But instead of taking advantage of this new platform, stumbles and missteps on both the part of the OEMs and Microsoft fast-tracked this promising operating system into a coffin.

Then there's the need to switch up from gimmicks to actual problem solving. The automotive industry is a good example here, where it's been focused on improving safety and comfort while at the same time reducing the cost of motoring, both in terms of cash costs and environmental impact.

Sure, the car industry uses its fair share of gimmicks to sell cars, but there's no denying that there's plenty of evolution and innovation going on.

PC makers also need to do something that most companies know they need to do but that the PC OEMs seem to be very bad at.

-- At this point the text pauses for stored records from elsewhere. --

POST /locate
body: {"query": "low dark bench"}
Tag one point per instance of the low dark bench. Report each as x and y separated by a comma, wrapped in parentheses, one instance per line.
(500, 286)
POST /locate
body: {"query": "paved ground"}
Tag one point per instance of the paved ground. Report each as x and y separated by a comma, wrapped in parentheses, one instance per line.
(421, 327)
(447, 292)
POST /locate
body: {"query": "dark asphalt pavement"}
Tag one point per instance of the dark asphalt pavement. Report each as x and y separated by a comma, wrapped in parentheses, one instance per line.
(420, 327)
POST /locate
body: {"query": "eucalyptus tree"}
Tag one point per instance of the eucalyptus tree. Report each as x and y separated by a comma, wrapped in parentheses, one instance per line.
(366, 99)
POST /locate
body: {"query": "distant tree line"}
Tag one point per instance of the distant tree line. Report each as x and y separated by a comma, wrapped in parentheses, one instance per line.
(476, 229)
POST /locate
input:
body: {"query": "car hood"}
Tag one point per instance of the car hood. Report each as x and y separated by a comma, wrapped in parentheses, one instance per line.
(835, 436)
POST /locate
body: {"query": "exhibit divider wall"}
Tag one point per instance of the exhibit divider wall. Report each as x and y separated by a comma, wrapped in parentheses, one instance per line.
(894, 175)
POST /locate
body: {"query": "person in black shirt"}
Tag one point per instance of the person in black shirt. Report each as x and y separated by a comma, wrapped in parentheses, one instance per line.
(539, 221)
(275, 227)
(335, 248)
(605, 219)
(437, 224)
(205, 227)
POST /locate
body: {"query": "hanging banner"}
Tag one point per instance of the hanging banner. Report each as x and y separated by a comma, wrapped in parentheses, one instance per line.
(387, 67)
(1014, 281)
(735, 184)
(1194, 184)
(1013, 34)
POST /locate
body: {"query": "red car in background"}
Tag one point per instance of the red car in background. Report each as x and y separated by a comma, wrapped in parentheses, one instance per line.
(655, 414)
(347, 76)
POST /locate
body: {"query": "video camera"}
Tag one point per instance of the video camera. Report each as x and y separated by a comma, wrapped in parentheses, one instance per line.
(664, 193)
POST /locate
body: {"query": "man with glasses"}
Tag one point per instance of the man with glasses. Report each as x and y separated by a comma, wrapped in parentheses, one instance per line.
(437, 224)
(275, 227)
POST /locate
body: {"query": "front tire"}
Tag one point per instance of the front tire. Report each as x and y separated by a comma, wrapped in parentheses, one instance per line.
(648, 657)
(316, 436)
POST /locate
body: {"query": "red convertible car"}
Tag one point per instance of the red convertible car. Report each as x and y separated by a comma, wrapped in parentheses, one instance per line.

They need to become better at selling PCs.

For too long they've been relying on Microsoft to create demand by releasing a new version of Windows. Think advertising doesn't make a difference? Look at the massive profits that Apple reaps from having effective advertising. Compare this to the lame, generic ad campaigns that you see for desktop and notebooks. I already know that laptops fold in the middle, and that PCs run Windows.

Tell me something I don't know!

It's no wonder people aren't buying PCs. It's clear from the adverts that even the PC OEMs don't know why people should buy a PC.

Microsoft, to its credit, is working hard to add cool new features to Windows that bring new things to the table for both home and enterprise PC users. Features such as Cortana and Windows Hello give PC OEMs an opening to craft systems that are designed to take advantage of what Windows 10 has to offer, but so far I'm not seeing many take up that opportunity.

Maybe this goes some way to explaining the success that Microsoft is having with its Surface hardware. The new Surface Pro 4 and Surface Book are not only excellent devices, but they are so well crafted to take advantage of what Windows 10 has to offer. When people ask me what Windows 10 PC they should buy, the Surface Pro 4 and Surface Book are always at the top of the list.

Finally, OEMs need to work at putting PCs back into the game by giving them a bigger part in modern technologies such as IoT and home automation. So much ground has been given over to smartphones that I don't think it's ever going to be possible for it to regain the position it once held, but there's still a place for the PC in the middle of all this. Apps on smartphone and tablets have their strengths, but the power and extra screen real estate that the PC offers would allow for even richer applications.

The PC as it currently stands has come to the end of the road, and if it is to survive then OEMs need to make a realistic assessment of how the computing landscape has changed over the past couple of decades and develop new PCs that will deliver what consumers - both home and business - want, as opposed to latching onto one new gimmick after the other.